Father Brown (The Detective in the United States) is a 1954 mystery comedy film. It is based on the G. K. Chesterton Father Brown stories and was directed by Robert Hamer and stars Alec Guinness in the title role. Other featured actors include Joan Greenwood, Peter Finch, Cecil Parker and Bernard Lee. The screen adaptation was written by Thelma Moss, and is based on several of the Father Brown stories, notably “The Blue Cross”.Father Brown tries to transport an historically important cross to Rome engaging in battles of wits and faith with a thief and pursuing policeman. The thief, named Flambeau, is a master of disguise and is elusive, as Father Brown pursues him and tries to convince him to abandon his criminal career.

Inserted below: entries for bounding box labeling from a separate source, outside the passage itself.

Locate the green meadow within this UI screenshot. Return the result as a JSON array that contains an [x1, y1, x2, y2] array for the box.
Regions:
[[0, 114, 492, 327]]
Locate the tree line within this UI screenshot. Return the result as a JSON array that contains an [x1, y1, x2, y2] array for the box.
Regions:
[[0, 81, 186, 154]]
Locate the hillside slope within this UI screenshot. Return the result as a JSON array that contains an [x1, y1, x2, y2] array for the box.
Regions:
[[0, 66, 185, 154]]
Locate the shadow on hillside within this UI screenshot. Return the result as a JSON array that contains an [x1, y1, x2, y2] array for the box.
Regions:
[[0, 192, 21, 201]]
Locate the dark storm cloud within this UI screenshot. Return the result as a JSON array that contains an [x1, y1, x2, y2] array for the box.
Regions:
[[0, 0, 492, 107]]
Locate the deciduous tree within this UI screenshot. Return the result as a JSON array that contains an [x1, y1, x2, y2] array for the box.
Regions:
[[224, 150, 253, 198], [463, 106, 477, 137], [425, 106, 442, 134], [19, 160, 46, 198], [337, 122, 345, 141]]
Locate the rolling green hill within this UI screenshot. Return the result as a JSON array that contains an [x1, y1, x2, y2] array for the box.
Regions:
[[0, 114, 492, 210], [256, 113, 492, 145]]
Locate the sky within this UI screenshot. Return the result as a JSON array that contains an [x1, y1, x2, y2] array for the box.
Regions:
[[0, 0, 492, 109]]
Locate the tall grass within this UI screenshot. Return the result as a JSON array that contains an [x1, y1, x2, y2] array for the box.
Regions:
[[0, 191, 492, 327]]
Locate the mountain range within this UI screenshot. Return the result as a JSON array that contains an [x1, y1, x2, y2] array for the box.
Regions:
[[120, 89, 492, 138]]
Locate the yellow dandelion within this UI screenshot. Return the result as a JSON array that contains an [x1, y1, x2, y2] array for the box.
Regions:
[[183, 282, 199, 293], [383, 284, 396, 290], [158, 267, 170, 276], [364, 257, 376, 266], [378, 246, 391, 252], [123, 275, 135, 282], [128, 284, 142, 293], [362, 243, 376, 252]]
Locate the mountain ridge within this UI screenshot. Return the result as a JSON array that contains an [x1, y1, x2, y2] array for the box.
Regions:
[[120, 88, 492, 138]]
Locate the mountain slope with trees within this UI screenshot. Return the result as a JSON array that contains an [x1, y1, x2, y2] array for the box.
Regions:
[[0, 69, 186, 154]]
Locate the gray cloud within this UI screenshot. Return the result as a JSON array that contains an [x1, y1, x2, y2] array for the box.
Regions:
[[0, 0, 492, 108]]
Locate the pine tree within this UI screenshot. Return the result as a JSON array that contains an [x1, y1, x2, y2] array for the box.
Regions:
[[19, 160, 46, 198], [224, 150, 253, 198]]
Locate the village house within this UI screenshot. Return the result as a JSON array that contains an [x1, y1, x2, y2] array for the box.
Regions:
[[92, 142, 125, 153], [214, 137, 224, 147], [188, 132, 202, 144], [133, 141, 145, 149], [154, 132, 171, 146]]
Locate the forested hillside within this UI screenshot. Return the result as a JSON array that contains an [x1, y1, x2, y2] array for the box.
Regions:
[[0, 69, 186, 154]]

(The above is taken from Wikipedia) An obituary of Guinness notes:
His conversion to Roman Catholicism followed an episode during the 1954 shooting of Father Brown (called The Detective in the US), in which he played GK Chesterton’s cheery cleric. Walking back in the dark, still in a cassock, to the station hotel of a village near Macon after a drink in the local bar with Peter Finch, his hand was seized by a small boy, a complete stranger, who called him “Mon père” and trotted along beside him chatting in French. Despite his phony credentials as a cleric, Guinness felt strongly that the reality of this trust was important. When his 11-year-old son Matthew was temporarily crippled from the waist down with polio, Guinness had taken to dropping in on church and praying. Shortly after Father Brown, he joined the church of Rome.